DOD's new data king is skeptical of AI ‘pixie dust’

A Coast Guard Information Systems Technician adjusts cables inside a server room at the Telecommunication and Information Systems Command (TISCOM) Jan. 24, 2013.

A Coast Guard Information Systems Technician adjusts cables inside a server room at the Telecommunication and Information Systems Command (TISCOM) Jan. 24, 2013. Photo by Petty Officer 2nd Class Etta Smith

A more unified approach to data collection will enable bottom-up tools and capabilities

Artificial intelligence may decide who wins and loses future wars but not everything that calls itself “artificial intelligence” promises real intelligence, says Craig Martell, the Pentagon’s Chief Digital and Artificial Intelligence Officer, in an interview as part of the Defense One Outlook series. More importantly, says Martell, many of the agencies, offices, and organizations within DoD that are asking for artificial intelligence really just need to understand their own data. If they can do that, he says, they’ll be able to create their own AI tools that better fit their needs. 

Martell’s 9-month-old office presides over the Defense Digital Service, the Joint Artificial Intelligence Center, as well as the office of the chief technical officer and data analytics division, which maintains Advana, the Defense Department’s primary analytics and auditing platform. 

“We've been spending our last six months trying to figure out what's the right way to take all those four orgs and merge them into one,” he said.

Together, they promise to become a foundation that enables defense agencies to make their own tools while helping the Pentagon’s leaders better understand the widely varying data it holds and generates.

Take the Pentagon’s support for Ukraine. On the one hand, the Defense Department Inspector General has said that the failure of the Defense Department to use the Advana platform to keep track of weapons shipments is hurting the DOD’s ability to monitor the effort. But the use of the platform presents an added burden to soldiers who are trying to get weapons and ammunition to Ukrainians as quickly as possible. 

Martell said that discussion about how to integrate an analytics platform into a fast-moving operation represents exactly the sort of problem that the Defense Department has to wrestle with now, before what he called the “next Ukraine,” meaning the next major logistics or even combat effort abroad. 

“We’ve got to get the foundation right. And if we get the foundation right, then we're going to be open to innovations as they come along. And foundation is data, quality data, accessible, clean, regularly updated and with a notion of ownership,” he said. 

That means dedicated data officers within DOD offices, organizations and components who treat data as an asset not some byproduct of current operations.

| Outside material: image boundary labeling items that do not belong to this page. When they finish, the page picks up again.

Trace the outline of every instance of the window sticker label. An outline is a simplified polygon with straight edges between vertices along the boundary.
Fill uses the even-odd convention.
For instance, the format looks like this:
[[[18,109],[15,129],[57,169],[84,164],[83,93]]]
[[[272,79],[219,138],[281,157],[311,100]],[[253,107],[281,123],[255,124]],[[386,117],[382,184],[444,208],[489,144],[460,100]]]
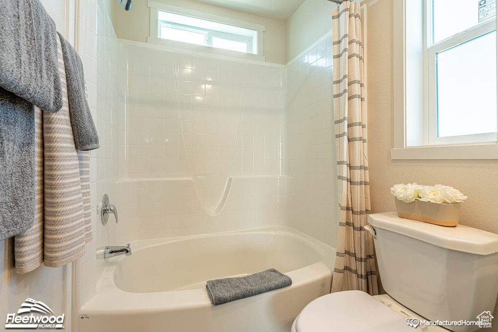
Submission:
[[[479,0],[479,22],[482,22],[496,15],[497,0]]]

Whatever form that merger between those elements ultimately takes, Martell said it will  not pump out lots of new AI models and programs to foist on components, commands, or offices. What’s much more important is helping different entities in the Defense Department understand what data they actually have that could go into an AI application or model that they build themselves. 

“We're going to have to figure out a way to make this work without really top-down demand, but with bottom up,” he said.

But that’s if an AI tool is even needed at all. Too many managers, he says, suffer from this “feeling like we don't know what our data says. So we need something like magical pixie dust called AI, which obviously is not the right way to think about it. I think that will go away when people can just see the value of their data.”

Martell’s Outlook session ran Thursday.